Timely tips for speeding up your Raspberry Pi

RAM Tuning

In modern times, when even entry-level PCs have several gigabytes of main memory, Raspberry Pi's 256MB or 512MB seems anachronistic. The small amount of RAM in the Raspberry Pi puts the focus on implementing frugal programs. Although you can overclock RAM, this approach does not give you any significant performance improvements. It is more important to divide the memory between the operating system (normal use) and the graphics processing unit (GPU).

You can assign the RAM to the GPU in increments of 16MB using the gpu_mem configuration parameter. You can do this with raspi-config or directly in /boot/config.txt. For a headless server, you would obviously want to set the GPU value to the minimum of 16MB. The current firmware also supports dynamic memory splitting [3].

Well Connected?

The Raspberry Pi Model B has a Fast Ethernet port with a nominal transfer rate of 100Mbps, which restricts the throughput to about 10MBps. Because the corresponding chip resides on the USB bus, it shares its throughput with other connected devices, such as USB hard drives. Also, the fairly simple module causes a higher CPU load than its contemporaries on typical desktop boards.

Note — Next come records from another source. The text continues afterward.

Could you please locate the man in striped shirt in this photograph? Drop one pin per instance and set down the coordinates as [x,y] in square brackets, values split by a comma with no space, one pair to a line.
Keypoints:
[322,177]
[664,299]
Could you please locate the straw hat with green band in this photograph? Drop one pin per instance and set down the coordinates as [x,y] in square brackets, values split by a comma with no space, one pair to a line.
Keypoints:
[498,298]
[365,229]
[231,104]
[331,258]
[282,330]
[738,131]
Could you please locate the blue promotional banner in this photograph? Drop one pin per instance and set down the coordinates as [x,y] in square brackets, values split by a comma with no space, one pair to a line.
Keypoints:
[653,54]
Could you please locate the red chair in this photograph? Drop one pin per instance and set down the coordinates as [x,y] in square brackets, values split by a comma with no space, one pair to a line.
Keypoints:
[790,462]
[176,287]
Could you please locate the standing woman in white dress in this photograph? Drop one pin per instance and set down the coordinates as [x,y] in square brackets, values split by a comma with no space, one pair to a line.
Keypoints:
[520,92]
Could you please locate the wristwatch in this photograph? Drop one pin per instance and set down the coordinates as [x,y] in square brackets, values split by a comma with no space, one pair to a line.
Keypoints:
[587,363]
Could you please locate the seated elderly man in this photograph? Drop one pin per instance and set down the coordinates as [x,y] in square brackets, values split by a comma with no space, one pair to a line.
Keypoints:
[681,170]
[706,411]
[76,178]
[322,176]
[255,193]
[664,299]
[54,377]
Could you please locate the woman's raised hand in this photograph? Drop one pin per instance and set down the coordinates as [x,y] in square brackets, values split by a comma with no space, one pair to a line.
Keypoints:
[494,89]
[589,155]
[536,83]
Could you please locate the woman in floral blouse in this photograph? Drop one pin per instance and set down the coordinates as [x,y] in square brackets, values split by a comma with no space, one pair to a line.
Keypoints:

You can test the network throughput with the test tool, iperf (which you need to install on the Raspberry Pi with administrative rights by typing apt-get install iperf) and on a second computer. Ideally, the two computers will be connected to a gigabit switch; also, the second computer network card must support gigabit Ethernet.

This setup ensures that only the Rasp Pi's performance limits the bandwidth. You can start iperf in server mode on the second computer first, by typing iperf -s, and then on the Raspberry using the following:

# iperf -c <IP_of_other_end>

That said, the synthetic iperf results do not take into account that the Ethernet connection and hard disk access use the same USB chip. It is more realistic to set up NFS or Samba and access a network drive that is provided by the Rasp Pi. Although the Raspberry Pi is not suitable as a backup medium for huge files, it is more than capable of handling multimedia streaming.

Because the driver can run into trouble under heavy network load, its author recommends the boot parameters smsc95xx.turbo_mode = N in the /boot/cmdline.txt file on computers with a slow CPU.

Although this approach reduces the throughput slightly, it does avoid errors. Otherwise, network tuning is not significantly different from any Linux on any other platform. General advice is not possible, because the settings depend on the application and also the other end of the connection.